In statement, Jackson says he will not run for mayor
City Councillor Tito Jackson confirms that he will not be a candidate for mayor. "Instead, I will run for re-election to be District 7’s Boston City Councillor," according to the statement. "The future is bright for Boston, from Dudley Square to Maverick Square to Kenmore Square and all the places in between." The full statement is available after the jump.
A Statement from Boston City Councillor Tito Jackson:
Since 1993, Mayor Menino has worked to connect neighborhoods, build business districts, ensure equal access to education and make Boston the cosmopolitan city it is today. On March 28th, the Mayor announced that he would not to run for re-election. The void he leaves will be great, and the person who fills it must be ready to build upon Mayor Menino’s work while fulfilling his or her own. In November, the people will elect a new vision and a new narrative for the City of Boston, its businesses, children, schools, and communities.
While my vision of Boston, past, present and future, is one of resonance and promise, I truly believe that my work in District 7 is not finished. I am honored to represent these neighborhoods, which include all of Roxbury, and parts of Dorchester, Jamaica Plain, the South End and the Fenway. Dudley Square, the geographic center and heart of Boston, is on the rise, and we need to support its transition. Dudley should be a destination, a cultural center. Corridors of economic development and diverse businesses should extend down Dudley Street to Upham’s Corner and on Washington Street from the South End to Jamaica Plain. Madison Park Technical Vocational High School could be the gem of the Boston Public School system. Right now, parents, teachers, administrators and civic leaders are collaborating to give the school the attention it deserves. Roxbury Community College has the potential to lift a community up. Its proximity to Longwood, Boston Medical Center, Dudley Square and Interstate-93 make it ripe for partnerships with institutions that need skilled workers.
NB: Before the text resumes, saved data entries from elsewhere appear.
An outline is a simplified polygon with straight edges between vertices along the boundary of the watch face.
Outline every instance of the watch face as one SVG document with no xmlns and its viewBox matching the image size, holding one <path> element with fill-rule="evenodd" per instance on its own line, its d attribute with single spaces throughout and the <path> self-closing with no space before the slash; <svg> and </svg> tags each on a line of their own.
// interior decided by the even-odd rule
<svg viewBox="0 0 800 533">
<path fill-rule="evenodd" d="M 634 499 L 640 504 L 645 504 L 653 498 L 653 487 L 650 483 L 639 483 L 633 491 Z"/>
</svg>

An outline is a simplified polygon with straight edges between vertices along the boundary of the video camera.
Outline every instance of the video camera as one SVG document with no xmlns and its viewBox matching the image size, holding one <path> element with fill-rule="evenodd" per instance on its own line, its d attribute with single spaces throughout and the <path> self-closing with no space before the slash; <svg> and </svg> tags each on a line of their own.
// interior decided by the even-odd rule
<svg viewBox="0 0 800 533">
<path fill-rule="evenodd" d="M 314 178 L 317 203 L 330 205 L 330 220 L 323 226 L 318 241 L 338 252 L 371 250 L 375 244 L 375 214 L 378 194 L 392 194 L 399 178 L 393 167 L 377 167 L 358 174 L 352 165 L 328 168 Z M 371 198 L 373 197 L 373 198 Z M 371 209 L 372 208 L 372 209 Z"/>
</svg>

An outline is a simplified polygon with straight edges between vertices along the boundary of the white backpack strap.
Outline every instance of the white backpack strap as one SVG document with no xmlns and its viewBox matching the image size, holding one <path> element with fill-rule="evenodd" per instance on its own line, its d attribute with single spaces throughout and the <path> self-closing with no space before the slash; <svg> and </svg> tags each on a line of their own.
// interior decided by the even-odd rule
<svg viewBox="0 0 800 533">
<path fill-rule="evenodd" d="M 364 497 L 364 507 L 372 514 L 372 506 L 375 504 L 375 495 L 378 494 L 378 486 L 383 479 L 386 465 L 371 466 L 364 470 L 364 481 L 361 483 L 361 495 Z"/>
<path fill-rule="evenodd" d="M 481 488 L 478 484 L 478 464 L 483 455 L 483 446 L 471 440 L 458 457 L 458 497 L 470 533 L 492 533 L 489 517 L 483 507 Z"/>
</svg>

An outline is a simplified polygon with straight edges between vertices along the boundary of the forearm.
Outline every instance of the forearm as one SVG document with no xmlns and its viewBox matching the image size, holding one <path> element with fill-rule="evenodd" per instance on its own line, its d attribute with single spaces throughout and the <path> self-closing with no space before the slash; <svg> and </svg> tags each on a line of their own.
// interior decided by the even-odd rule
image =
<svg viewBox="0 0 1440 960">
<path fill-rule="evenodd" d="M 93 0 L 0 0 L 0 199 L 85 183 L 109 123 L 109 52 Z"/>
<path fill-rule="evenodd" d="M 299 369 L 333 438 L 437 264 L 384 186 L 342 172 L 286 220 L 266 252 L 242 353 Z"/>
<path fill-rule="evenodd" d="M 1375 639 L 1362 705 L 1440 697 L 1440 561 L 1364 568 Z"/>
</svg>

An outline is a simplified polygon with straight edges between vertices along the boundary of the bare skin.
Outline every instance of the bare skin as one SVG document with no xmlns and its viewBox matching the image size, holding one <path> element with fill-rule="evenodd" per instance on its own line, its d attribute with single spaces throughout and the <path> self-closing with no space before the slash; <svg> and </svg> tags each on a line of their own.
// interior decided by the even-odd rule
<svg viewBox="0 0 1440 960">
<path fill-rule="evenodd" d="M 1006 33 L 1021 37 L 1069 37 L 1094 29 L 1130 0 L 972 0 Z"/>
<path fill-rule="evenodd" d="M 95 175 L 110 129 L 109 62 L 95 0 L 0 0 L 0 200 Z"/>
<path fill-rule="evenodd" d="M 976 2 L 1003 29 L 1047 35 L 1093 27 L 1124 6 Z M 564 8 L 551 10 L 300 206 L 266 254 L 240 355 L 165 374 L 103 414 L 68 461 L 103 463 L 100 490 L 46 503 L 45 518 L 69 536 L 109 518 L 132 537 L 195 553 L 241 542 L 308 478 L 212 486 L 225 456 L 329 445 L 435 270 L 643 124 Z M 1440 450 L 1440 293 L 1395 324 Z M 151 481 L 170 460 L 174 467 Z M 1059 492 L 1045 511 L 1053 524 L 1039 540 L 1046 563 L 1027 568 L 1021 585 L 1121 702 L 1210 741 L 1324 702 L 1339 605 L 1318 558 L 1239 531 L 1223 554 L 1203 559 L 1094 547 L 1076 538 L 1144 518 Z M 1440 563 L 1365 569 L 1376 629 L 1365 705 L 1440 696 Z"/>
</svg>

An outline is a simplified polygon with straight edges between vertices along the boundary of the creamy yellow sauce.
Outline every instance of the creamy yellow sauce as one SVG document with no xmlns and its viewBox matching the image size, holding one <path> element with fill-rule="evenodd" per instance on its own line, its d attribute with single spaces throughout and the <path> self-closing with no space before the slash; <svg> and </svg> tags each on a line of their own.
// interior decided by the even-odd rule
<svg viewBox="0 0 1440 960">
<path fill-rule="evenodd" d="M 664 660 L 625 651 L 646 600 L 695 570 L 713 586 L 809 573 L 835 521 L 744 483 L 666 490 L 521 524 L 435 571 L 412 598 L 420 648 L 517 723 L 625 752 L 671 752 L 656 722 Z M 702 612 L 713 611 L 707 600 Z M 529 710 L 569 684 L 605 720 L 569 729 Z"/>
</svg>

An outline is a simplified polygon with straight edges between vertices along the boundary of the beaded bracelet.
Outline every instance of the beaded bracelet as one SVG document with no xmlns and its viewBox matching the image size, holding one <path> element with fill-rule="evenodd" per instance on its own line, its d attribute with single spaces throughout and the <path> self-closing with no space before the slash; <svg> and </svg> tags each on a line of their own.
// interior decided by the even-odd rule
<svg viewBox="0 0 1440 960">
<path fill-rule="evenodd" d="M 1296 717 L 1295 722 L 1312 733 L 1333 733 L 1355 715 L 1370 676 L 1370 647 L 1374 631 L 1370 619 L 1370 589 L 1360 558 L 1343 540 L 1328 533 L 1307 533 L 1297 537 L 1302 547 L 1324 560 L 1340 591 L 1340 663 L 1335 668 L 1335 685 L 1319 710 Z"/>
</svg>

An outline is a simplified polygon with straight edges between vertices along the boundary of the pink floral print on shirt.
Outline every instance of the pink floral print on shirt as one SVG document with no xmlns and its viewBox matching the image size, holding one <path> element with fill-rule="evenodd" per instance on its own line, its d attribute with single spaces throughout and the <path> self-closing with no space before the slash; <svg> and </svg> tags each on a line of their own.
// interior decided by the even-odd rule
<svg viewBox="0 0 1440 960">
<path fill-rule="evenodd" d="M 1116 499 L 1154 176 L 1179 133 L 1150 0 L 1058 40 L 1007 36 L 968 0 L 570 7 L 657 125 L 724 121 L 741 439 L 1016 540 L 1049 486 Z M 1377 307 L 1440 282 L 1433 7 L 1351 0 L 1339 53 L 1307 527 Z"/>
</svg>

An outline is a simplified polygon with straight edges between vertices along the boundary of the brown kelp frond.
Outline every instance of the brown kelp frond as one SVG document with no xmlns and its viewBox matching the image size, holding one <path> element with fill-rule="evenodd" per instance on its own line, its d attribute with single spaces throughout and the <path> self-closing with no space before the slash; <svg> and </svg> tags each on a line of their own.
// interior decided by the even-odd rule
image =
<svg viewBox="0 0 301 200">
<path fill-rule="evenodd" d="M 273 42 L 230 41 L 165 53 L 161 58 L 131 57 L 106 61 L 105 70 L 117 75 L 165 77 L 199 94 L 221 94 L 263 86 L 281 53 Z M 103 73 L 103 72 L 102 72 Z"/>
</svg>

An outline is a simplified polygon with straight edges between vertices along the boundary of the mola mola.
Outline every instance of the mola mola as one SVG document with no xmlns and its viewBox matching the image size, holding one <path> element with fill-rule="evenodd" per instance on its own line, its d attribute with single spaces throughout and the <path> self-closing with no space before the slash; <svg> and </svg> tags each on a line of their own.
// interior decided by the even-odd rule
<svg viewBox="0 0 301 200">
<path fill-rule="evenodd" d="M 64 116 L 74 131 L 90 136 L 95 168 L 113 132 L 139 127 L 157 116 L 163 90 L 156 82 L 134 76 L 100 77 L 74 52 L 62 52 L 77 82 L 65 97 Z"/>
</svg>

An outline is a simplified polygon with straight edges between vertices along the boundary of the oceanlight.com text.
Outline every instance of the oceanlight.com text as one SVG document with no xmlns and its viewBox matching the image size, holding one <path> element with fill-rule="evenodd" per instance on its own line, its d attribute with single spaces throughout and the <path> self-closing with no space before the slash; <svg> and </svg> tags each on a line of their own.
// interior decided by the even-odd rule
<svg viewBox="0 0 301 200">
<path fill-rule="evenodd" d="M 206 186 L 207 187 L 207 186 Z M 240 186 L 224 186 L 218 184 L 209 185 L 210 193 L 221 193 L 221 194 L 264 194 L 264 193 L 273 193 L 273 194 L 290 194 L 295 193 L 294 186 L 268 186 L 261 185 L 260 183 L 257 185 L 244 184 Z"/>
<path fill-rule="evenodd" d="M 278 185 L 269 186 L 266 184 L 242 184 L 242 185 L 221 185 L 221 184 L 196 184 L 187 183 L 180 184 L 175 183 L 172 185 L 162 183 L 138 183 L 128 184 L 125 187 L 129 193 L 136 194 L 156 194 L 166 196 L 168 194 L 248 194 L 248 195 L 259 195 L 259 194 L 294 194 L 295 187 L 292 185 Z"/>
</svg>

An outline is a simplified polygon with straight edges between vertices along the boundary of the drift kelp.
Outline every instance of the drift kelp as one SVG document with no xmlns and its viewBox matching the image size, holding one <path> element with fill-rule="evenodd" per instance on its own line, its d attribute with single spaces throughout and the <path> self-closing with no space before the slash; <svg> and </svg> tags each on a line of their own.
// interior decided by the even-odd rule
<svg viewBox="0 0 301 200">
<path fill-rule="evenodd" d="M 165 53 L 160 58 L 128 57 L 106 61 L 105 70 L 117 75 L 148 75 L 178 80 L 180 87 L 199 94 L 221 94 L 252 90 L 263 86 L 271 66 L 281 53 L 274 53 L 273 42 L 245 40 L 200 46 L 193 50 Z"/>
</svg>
We have to continue building partnerships to curb youth violence. These young men and women need help, they need opportunities, and they need a push up. Schools, community centers and summer jobs should be safe havens. District 7’s diverse histories and people make it dynamic and full of promise. I am confident that through communication and collaboration we will push the district forward, and as goes District 7 goes the City of Boston.
Therefore, I will not put my name forward to be considered for Mayor of Boston in 2013. Instead, I will run for re-election to be District 7’s Boston City Councillor. The future is bright for Boston, from Dudley Square to Maverick Square to Kenmore Square and all the places in between. I look forward to the working with the next Mayor to make Boston better than it is today.